While Tess has some misgivings about the ethics surrounding this practice, Jon believes that Marjorie has benefited greatly from Walter Prime’s company, who seems to have greatly improved her mood. As memories of first dates and beautiful summer holidays are recounted, while traumatic events are shielded from the old woman, the line between real and perceived memory becomes blurred, culminating in some rather confusing conversations between her and her companion.

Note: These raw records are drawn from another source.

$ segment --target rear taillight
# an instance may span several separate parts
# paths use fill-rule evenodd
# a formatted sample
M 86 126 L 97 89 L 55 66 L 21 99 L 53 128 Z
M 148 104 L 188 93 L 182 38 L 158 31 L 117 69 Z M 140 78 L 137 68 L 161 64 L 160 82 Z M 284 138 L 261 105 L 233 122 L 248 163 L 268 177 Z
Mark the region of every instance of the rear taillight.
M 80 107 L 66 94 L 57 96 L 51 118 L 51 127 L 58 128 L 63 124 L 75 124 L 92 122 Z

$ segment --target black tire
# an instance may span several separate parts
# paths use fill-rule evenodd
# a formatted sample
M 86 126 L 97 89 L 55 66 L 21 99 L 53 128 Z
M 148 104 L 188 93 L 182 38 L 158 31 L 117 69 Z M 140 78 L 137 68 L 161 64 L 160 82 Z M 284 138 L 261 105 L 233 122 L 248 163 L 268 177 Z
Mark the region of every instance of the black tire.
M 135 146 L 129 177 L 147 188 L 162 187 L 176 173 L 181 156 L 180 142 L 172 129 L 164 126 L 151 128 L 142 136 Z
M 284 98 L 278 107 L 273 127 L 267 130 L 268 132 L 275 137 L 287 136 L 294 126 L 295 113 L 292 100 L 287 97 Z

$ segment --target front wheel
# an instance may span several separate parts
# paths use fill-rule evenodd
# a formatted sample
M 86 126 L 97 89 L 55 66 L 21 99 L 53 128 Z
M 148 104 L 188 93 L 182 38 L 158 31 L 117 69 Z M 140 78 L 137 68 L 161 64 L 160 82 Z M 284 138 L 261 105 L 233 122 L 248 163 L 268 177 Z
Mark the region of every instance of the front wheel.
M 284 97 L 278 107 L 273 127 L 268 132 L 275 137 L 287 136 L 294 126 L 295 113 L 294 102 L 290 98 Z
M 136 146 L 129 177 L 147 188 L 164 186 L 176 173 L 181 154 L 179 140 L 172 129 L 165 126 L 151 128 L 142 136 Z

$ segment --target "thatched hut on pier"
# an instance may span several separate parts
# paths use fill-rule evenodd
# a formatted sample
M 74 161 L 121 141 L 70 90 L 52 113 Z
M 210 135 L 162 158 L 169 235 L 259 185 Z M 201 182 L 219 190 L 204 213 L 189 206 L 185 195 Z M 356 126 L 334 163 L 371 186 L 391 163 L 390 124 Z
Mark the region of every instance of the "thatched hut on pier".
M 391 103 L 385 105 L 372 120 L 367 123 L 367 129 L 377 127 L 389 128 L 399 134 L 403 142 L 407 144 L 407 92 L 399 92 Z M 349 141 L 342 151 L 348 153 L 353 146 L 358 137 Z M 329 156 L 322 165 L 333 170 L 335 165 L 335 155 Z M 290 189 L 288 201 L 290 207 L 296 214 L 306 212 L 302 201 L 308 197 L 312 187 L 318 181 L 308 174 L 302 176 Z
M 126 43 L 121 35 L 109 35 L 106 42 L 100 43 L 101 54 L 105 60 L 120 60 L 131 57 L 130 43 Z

Harrison and Almereyda cleverly approach the subject of A.I and future technology in a refreshingly sober manner, avoiding the usual tropes relating to “the evils of computer generated intelligence”. Conversations between Tess and Jon are beautifully conveyed through Sean Price Williams’ stunning cinematography, aided by a genuinely innovative score by Mica Levi and a overly philosophising dialogue which is less jarring than you might expect, even if it is more stagey than it needs to be.
Perhaps the most admirable thing about both Almereyda and Harrison, is their unwillingness to simplify or dumb their material down in order to make it more accessible. Marjorie Prime may not be to everyone’s liking and can seem a little too wordy if you are unwilling to jump on board, but the film is nevertheless one of the most uncompromisingly intelligent pieces of filmmaking you are likely to come across this year. With its stellar cast and brilliantly nuanced characters, Marjorie Prime is sure to strike a chord with those willing to give it a chance. Unmissable, sedate and truly innovative.